I’m not saying that you shouldn’t take prescription medication for mental illness; that’s something that you and your doctor should decide. However, if your doctor fails to address any other means of dealing with your mental health, always choosing pills first rather than as a last or even second resort, then perhaps you should think about finding a doctor who understands the benefits of at least considering alternative options.

It’s important to note that even if prescription drugs are the reason our mental health is worsening, they’re certainly not the only reason. We’ve increased our amount of time spent using technology, staying indoors, and being sedentary, as well as worsened our diets and overall physical health with fast food, chemicals, toxins, animal products, and more — all of which may contribute to this decline in mental health.

However, there’s no denying the fact that Big Pharma has had a tangible and worrisome role in the psychiatric drug epidemic. Medical journalist and Pulitzer Prize nominee Robert Whitaker addresses this “inconvenient truth” by using depression as an example. Depression used to be considered a self-limiting illness that, even in severe situations where a patient requires hospitalization, could be cured within six to eight months. Very rarely would patients relapse, and if they did it would typically be many years later.

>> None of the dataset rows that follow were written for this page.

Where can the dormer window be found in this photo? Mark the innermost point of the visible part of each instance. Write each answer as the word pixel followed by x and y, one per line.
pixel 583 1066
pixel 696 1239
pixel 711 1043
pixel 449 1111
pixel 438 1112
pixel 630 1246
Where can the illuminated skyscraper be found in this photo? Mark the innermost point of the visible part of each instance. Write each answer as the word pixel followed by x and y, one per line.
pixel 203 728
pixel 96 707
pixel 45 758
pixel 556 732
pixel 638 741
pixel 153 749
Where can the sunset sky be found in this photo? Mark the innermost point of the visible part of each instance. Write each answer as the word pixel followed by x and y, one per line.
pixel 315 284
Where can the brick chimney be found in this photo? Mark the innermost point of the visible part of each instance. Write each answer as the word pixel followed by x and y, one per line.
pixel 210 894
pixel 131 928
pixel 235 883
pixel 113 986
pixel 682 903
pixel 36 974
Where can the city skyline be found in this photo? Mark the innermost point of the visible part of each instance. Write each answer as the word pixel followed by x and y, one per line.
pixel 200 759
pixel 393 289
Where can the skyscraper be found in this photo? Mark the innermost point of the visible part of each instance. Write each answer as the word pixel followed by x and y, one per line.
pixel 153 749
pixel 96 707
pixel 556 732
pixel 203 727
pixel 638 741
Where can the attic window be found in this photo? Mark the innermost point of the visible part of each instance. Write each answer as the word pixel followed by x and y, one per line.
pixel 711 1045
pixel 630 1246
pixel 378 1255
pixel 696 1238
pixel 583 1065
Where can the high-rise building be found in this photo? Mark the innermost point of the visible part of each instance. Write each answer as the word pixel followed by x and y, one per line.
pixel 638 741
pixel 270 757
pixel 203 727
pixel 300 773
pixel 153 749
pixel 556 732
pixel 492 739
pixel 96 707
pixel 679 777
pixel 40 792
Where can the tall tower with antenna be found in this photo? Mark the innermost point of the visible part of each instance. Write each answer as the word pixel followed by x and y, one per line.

When antidepressants hit the market, our outlook on depression completely shifted. Even though antidepressants may have been created with good intentions, the reality is that patients taking these drugs are relapsing more quickly and more often. Whitaker explains that many patients on antidepressants will only recover partially in comparison to the full recoveries he’s seen in people who never took them in the first place.

In fact, only around 15% of those treated with antidepressants actually go into remission and maintain their mental health long-term. The other 85% are continuously relapsing or experience chronic depression.

It is clear that in many cases, we need to stop looking for outside help when it comes to our mental health. Our mental health is just that — it’s ours. It’s controlled by us, whether we like it or not. Many mental illnesses don’t stem from biological issues, contrary to what Big Pharma wants you to think, but are rather the result of different stressors in our lives. So, if we were able to connect with ourselves on a deeper level and actually get to the root of the problem, perhaps some of these disorders wouldn’t be so severe.